Amazon has announced that it plans to close all 68 of its brick-and-mortar bookstores, pop-ups and shops carrying toys and home goods in the United States and United Kingdom.
This marks a turning point for a company that began as an online bookseller and helped drive established rivals such as Borders to bankruptcy. The ecommerce and retail giant said it would focus more on its grocery markets and a department store concept going forward.
Reuters reports that after opening its first book shop in Seattle in 2015, Amazon has tried out an array of ideas in retail: convenience stores without cashiers, supermarkets, and a format called “4-star” in which it sells toys, household items and other goods with high customer ratings.
Amazon had aimed to reach shoppers in more places and bring its online touch into the real world. Its bookstores would pull from its vast data trove and showcase what people were reading, even the reviews they left on Amazon’s website.

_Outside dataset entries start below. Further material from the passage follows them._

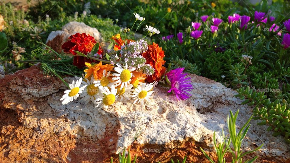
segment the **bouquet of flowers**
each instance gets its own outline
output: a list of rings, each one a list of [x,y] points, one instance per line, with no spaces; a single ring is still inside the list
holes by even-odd
[[[134,24],[141,21],[139,27],[145,18],[134,15]],[[67,86],[69,89],[60,99],[64,105],[79,97],[86,103],[93,103],[98,109],[113,105],[119,99],[142,105],[144,101],[150,101],[159,84],[170,88],[168,92],[179,100],[188,98],[193,89],[190,78],[186,77],[184,68],[170,70],[170,64],[167,69],[163,66],[162,48],[154,43],[149,44],[144,40],[160,32],[146,27],[147,33],[138,40],[126,38],[134,34],[132,28],[122,30],[112,37],[114,42],[106,50],[89,34],[78,33],[62,45],[65,53],[58,54],[44,44],[48,50],[44,52],[39,48],[33,53],[40,59],[45,72],[56,76]],[[121,38],[123,33],[124,39]],[[76,80],[69,84],[61,74],[75,76]]]

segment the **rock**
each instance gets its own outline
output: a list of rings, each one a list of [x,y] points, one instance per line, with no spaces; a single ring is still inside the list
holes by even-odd
[[[108,162],[111,156],[117,161],[116,154],[130,148],[131,154],[138,155],[137,162],[167,162],[185,155],[190,162],[209,162],[201,147],[216,161],[214,131],[219,135],[223,128],[228,134],[230,109],[240,109],[240,128],[253,108],[241,104],[231,89],[189,75],[195,89],[187,100],[178,101],[158,86],[151,102],[143,106],[119,102],[99,111],[80,101],[62,105],[65,86],[44,76],[37,66],[6,75],[0,79],[0,160]],[[258,155],[258,162],[289,162],[290,147],[283,138],[272,136],[256,122],[251,121],[241,149],[245,152],[264,145],[246,158]],[[226,159],[230,161],[230,155]]]
[[[72,21],[64,25],[61,30],[51,32],[46,40],[46,44],[60,53],[62,50],[62,45],[68,40],[68,38],[77,33],[89,34],[94,37],[97,41],[102,41],[101,34],[96,28],[91,27],[83,22]]]
[[[0,14],[0,32],[1,32],[3,30],[5,27],[5,21],[3,19],[3,17]]]

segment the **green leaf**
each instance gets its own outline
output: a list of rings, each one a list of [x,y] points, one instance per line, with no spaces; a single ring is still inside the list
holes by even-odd
[[[99,44],[99,43],[98,43],[95,44],[92,49],[92,51],[91,52],[92,55],[94,55],[95,54],[97,53],[98,51],[99,51],[99,48],[100,44]]]
[[[0,53],[4,52],[7,48],[8,41],[6,35],[3,32],[0,32]]]
[[[111,43],[110,44],[110,45],[108,46],[108,49],[111,50],[112,49],[112,47],[113,47],[113,43]]]
[[[88,56],[86,56],[83,53],[82,53],[82,52],[80,52],[79,51],[76,51],[76,50],[73,50],[73,51],[76,53],[77,54],[78,54],[78,56],[83,56],[84,57],[88,57]]]
[[[107,60],[109,61],[110,59],[111,59],[111,57],[110,57],[110,56],[108,54],[108,53],[106,53],[106,58],[107,58]]]

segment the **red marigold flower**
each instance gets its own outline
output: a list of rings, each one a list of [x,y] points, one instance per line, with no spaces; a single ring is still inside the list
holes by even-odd
[[[162,48],[160,47],[158,44],[153,43],[148,46],[147,51],[142,54],[146,59],[146,63],[150,64],[155,69],[155,73],[148,76],[146,80],[148,82],[160,80],[161,77],[165,72],[166,68],[162,66],[165,63],[163,60],[165,56]]]
[[[66,42],[62,46],[64,52],[68,53],[74,56],[77,55],[74,51],[79,51],[85,55],[90,52],[97,42],[93,37],[84,33],[77,33],[71,36],[68,39],[70,40]],[[97,53],[102,54],[104,51],[100,46]],[[85,66],[85,62],[96,62],[96,61],[82,56],[75,56],[73,58],[73,65],[81,69]]]

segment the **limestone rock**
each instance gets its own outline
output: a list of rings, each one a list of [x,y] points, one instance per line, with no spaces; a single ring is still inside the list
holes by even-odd
[[[194,89],[188,100],[178,101],[158,86],[150,102],[141,106],[117,102],[97,111],[80,100],[63,105],[59,99],[64,85],[44,76],[34,66],[0,79],[0,160],[5,162],[108,162],[116,153],[130,148],[137,162],[167,162],[180,160],[208,162],[199,147],[214,159],[214,131],[227,134],[227,115],[240,112],[242,126],[253,108],[241,105],[237,92],[220,83],[195,75]],[[70,82],[73,78],[65,80]],[[262,143],[262,149],[246,157],[259,156],[258,162],[290,161],[289,145],[281,136],[273,137],[266,126],[251,126],[243,142],[244,152]],[[219,139],[218,137],[217,139]],[[230,156],[226,155],[227,161]]]
[[[70,36],[76,33],[85,33],[94,37],[97,41],[102,41],[101,34],[95,28],[92,28],[83,22],[72,21],[63,27],[61,30],[53,31],[49,34],[46,44],[60,53],[62,50],[62,45]]]
[[[3,30],[5,27],[5,21],[3,19],[3,17],[0,14],[0,32]]]

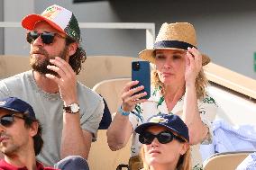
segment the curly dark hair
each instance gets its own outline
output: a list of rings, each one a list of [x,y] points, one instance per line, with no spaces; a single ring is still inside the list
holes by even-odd
[[[23,114],[23,119],[25,121],[25,126],[27,128],[32,127],[32,124],[33,122],[38,123],[37,134],[32,137],[33,138],[33,149],[34,149],[35,155],[37,156],[40,154],[42,148],[42,146],[43,146],[43,140],[41,138],[42,127],[38,120],[31,118],[28,114]]]
[[[66,46],[77,42],[73,39],[68,37],[66,38]],[[78,43],[78,42],[77,42]],[[78,43],[79,44],[79,43]],[[82,68],[82,63],[85,62],[87,59],[86,51],[81,48],[78,47],[72,56],[70,56],[69,63],[71,66],[74,72],[78,75]]]

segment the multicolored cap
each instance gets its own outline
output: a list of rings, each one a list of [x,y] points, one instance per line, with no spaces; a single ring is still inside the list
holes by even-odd
[[[22,21],[23,28],[32,31],[38,22],[45,21],[56,30],[80,41],[80,29],[74,13],[62,6],[53,4],[46,8],[41,14],[29,14]]]
[[[26,102],[16,97],[7,97],[0,100],[0,109],[8,111],[27,113],[30,118],[35,119],[35,114],[32,107]]]

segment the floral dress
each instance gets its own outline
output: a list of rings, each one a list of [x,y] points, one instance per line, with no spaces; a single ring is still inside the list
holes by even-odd
[[[164,96],[161,94],[160,88],[155,87],[151,89],[151,96],[145,103],[142,103],[135,106],[135,109],[129,115],[129,121],[133,124],[133,130],[140,124],[145,122],[154,114],[178,114],[181,116],[184,105],[184,95],[176,103],[171,112],[168,111]],[[198,111],[200,112],[202,121],[209,128],[210,138],[206,139],[202,144],[209,144],[212,141],[212,122],[215,118],[217,105],[215,100],[208,94],[203,100],[197,101]],[[131,147],[131,157],[137,156],[140,153],[141,143],[139,142],[139,135],[135,132],[133,135]],[[191,147],[191,157],[193,169],[203,169],[202,157],[199,152],[200,144]]]

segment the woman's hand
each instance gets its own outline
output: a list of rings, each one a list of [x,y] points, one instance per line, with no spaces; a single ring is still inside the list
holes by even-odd
[[[121,98],[122,98],[122,108],[124,112],[132,112],[136,104],[147,101],[147,99],[140,99],[141,97],[147,95],[146,92],[134,94],[135,93],[144,89],[143,85],[133,88],[133,86],[138,85],[138,83],[139,81],[129,82],[125,85],[124,88],[123,89]]]
[[[196,78],[202,68],[202,55],[196,48],[187,48],[186,58],[186,85],[195,85]]]

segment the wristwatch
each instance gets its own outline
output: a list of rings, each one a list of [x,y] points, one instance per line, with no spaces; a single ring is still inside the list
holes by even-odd
[[[78,103],[71,103],[70,105],[68,106],[63,105],[63,110],[65,112],[75,114],[80,111],[80,107],[79,104]]]
[[[130,112],[124,112],[122,108],[122,105],[118,108],[118,112],[120,112],[123,116],[129,116]]]

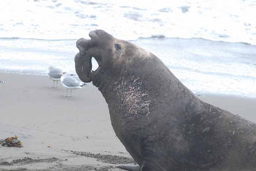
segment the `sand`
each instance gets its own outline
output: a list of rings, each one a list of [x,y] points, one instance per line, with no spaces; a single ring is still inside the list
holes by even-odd
[[[24,146],[0,147],[0,171],[118,171],[116,164],[134,162],[92,85],[65,97],[66,89],[60,83],[50,88],[52,81],[46,77],[0,73],[0,78],[6,82],[0,86],[0,139],[16,135]],[[199,97],[256,122],[255,99]]]

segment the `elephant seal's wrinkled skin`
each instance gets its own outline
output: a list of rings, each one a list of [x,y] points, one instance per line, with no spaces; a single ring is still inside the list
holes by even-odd
[[[103,30],[89,35],[77,42],[76,72],[105,98],[140,166],[127,169],[256,170],[256,124],[199,99],[151,53]],[[91,73],[92,57],[99,67]]]

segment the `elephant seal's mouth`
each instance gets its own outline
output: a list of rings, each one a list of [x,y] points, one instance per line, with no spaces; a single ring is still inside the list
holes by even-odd
[[[98,66],[95,71],[92,70],[93,58],[95,59],[94,57],[81,56],[80,53],[78,53],[75,58],[76,71],[83,82],[90,82],[92,81],[94,85],[98,87],[100,83],[101,79],[98,74],[101,67],[100,63],[95,59]]]
[[[84,82],[92,81],[93,84],[99,87],[113,55],[114,47],[112,46],[114,38],[102,30],[91,31],[89,36],[90,39],[81,38],[76,42],[79,53],[75,58],[76,71],[82,81]],[[98,65],[95,71],[92,70],[93,57]]]

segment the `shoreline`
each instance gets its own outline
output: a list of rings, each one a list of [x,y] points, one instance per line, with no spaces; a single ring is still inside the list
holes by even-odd
[[[119,171],[116,163],[132,161],[116,136],[105,99],[91,84],[67,98],[60,83],[49,87],[47,77],[0,73],[0,77],[6,82],[0,86],[0,139],[16,135],[24,147],[0,147],[0,171]],[[197,97],[256,122],[256,99]]]

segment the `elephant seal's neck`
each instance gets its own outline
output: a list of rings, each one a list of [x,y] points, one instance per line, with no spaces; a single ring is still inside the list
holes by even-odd
[[[157,79],[127,74],[113,79],[102,91],[110,117],[129,122],[151,114],[189,117],[198,112],[203,102],[170,71],[168,74],[169,79],[162,75]],[[188,108],[191,110],[186,111]],[[155,113],[159,109],[162,113]]]

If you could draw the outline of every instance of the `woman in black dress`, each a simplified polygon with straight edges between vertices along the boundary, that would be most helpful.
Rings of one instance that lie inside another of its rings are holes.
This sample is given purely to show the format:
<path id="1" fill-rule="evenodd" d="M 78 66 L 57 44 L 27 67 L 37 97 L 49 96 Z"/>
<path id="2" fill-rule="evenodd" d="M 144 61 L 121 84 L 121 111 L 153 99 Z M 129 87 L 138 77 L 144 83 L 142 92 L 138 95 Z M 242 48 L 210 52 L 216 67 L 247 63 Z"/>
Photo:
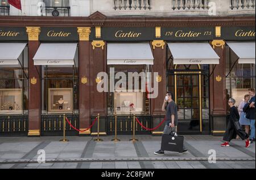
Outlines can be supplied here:
<path id="1" fill-rule="evenodd" d="M 250 140 L 248 139 L 248 135 L 241 128 L 239 124 L 240 115 L 238 110 L 234 106 L 236 101 L 233 98 L 230 98 L 228 101 L 229 106 L 230 107 L 230 114 L 228 120 L 228 125 L 226 132 L 225 132 L 223 140 L 225 141 L 221 144 L 222 146 L 229 146 L 229 142 L 234 139 L 236 139 L 237 135 L 238 135 L 241 139 L 245 140 L 245 147 L 250 146 Z"/>

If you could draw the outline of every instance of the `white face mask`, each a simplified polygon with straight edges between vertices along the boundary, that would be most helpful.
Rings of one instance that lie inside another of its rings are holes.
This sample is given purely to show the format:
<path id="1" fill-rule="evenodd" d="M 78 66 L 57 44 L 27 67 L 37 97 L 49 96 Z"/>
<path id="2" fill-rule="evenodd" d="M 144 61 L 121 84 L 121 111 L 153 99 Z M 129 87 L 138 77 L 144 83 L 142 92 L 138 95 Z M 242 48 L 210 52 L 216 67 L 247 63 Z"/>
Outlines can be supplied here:
<path id="1" fill-rule="evenodd" d="M 166 98 L 165 98 L 166 101 L 168 100 L 168 95 L 166 95 Z"/>

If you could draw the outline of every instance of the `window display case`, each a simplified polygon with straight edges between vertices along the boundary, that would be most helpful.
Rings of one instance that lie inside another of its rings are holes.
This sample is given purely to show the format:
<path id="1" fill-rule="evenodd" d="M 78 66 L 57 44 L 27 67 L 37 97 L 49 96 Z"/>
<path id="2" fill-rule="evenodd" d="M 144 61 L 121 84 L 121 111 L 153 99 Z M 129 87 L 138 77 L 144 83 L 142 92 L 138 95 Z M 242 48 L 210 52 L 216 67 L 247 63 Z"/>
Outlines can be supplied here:
<path id="1" fill-rule="evenodd" d="M 22 114 L 22 89 L 0 89 L 0 114 Z"/>
<path id="2" fill-rule="evenodd" d="M 118 115 L 144 114 L 144 93 L 114 93 L 114 108 Z"/>
<path id="3" fill-rule="evenodd" d="M 72 88 L 48 89 L 48 112 L 68 113 L 73 111 Z"/>

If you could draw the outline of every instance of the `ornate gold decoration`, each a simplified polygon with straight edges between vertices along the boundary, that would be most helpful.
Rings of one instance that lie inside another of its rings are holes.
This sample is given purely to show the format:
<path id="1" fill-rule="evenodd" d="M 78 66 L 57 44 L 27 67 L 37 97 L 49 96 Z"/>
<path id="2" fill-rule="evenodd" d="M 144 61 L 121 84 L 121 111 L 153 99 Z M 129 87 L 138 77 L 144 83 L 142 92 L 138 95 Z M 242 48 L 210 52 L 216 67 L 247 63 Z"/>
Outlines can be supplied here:
<path id="1" fill-rule="evenodd" d="M 36 129 L 36 130 L 28 130 L 28 133 L 27 135 L 28 136 L 40 136 L 40 130 Z"/>
<path id="2" fill-rule="evenodd" d="M 77 32 L 79 34 L 79 40 L 89 41 L 90 35 L 90 27 L 77 27 Z"/>
<path id="3" fill-rule="evenodd" d="M 41 32 L 40 27 L 26 27 L 29 41 L 38 41 Z"/>
<path id="4" fill-rule="evenodd" d="M 155 37 L 160 38 L 161 37 L 161 27 L 155 27 Z"/>
<path id="5" fill-rule="evenodd" d="M 215 27 L 215 36 L 217 37 L 220 37 L 221 36 L 221 27 L 216 26 Z"/>
<path id="6" fill-rule="evenodd" d="M 87 78 L 85 77 L 85 76 L 84 76 L 81 79 L 81 82 L 83 84 L 86 84 L 88 82 L 87 80 Z"/>
<path id="7" fill-rule="evenodd" d="M 156 77 L 156 81 L 157 82 L 160 82 L 162 81 L 162 76 L 160 75 L 158 75 Z"/>
<path id="8" fill-rule="evenodd" d="M 221 47 L 222 49 L 224 49 L 225 44 L 225 41 L 224 40 L 214 40 L 212 41 L 212 45 L 213 45 L 213 49 L 215 49 L 215 47 Z"/>
<path id="9" fill-rule="evenodd" d="M 97 77 L 97 78 L 95 79 L 95 82 L 96 82 L 97 83 L 100 83 L 101 82 L 101 78 L 100 77 Z"/>
<path id="10" fill-rule="evenodd" d="M 30 82 L 33 85 L 35 85 L 36 83 L 36 79 L 34 77 L 33 77 L 33 78 L 30 79 Z"/>
<path id="11" fill-rule="evenodd" d="M 101 48 L 101 49 L 104 49 L 105 42 L 104 41 L 93 41 L 92 42 L 92 45 L 93 46 L 93 49 L 95 49 L 95 47 L 96 48 Z"/>
<path id="12" fill-rule="evenodd" d="M 101 38 L 101 30 L 100 27 L 95 27 L 95 36 L 96 37 L 96 38 Z"/>
<path id="13" fill-rule="evenodd" d="M 218 75 L 218 76 L 216 76 L 216 81 L 217 82 L 221 82 L 222 78 L 220 75 Z"/>
<path id="14" fill-rule="evenodd" d="M 152 42 L 152 45 L 153 45 L 153 49 L 155 49 L 155 47 L 160 48 L 162 47 L 162 49 L 163 49 L 163 47 L 166 43 L 163 41 L 163 40 L 154 40 Z"/>

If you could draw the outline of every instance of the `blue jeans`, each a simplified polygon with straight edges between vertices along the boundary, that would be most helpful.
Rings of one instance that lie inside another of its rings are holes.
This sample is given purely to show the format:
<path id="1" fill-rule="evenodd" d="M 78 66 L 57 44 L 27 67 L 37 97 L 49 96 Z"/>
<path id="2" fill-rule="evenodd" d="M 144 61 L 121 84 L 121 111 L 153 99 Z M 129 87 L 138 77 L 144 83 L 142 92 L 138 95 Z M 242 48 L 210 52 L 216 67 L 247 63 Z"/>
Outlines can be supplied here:
<path id="1" fill-rule="evenodd" d="M 255 119 L 250 119 L 250 124 L 251 127 L 250 139 L 255 139 Z"/>

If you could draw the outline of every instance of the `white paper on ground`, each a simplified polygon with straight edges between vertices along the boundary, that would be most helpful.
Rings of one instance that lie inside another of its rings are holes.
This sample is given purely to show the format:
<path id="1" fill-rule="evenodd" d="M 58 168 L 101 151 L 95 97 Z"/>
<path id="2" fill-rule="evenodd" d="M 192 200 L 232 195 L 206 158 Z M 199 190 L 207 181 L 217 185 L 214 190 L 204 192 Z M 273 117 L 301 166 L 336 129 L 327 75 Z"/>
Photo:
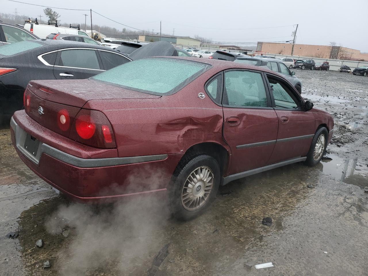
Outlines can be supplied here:
<path id="1" fill-rule="evenodd" d="M 257 269 L 260 268 L 270 268 L 273 266 L 273 265 L 272 263 L 261 263 L 260 265 L 256 265 L 254 266 Z"/>

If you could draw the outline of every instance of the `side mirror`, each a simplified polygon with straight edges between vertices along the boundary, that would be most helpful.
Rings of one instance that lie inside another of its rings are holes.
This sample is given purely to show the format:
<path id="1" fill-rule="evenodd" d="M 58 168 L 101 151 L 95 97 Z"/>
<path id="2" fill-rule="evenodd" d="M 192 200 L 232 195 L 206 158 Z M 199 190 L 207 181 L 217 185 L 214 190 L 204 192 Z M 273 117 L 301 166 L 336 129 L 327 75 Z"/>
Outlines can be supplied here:
<path id="1" fill-rule="evenodd" d="M 310 101 L 307 100 L 304 104 L 304 109 L 306 111 L 309 110 L 313 108 L 313 103 Z"/>

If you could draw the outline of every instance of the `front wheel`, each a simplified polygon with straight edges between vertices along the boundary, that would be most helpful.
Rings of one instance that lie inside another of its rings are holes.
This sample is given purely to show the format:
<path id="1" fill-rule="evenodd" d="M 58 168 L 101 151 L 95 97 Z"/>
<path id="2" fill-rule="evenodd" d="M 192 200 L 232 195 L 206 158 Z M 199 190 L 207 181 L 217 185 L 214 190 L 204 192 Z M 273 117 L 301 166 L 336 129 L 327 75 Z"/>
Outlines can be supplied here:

But the company’s innovations were not enough to counter the march toward online shopping that Amazon itself had set off.
Its “physical stores” revenue – a mere 3% of Amazon’s $137 billion in sales last quarter, largely reflective of consumer spending at its Whole Foods subsidiary – has often failed to keep pace with growth in the retailer’s other businesses.
Amazon will close its 4-star, pop-up and bookstore locations on various dates and notify customers via signage. Workers will receive severance or can receive help finding jobs at any company stores nearby, such as more than a dozen Amazon Fresh grocery locations it has announced, the retailer said.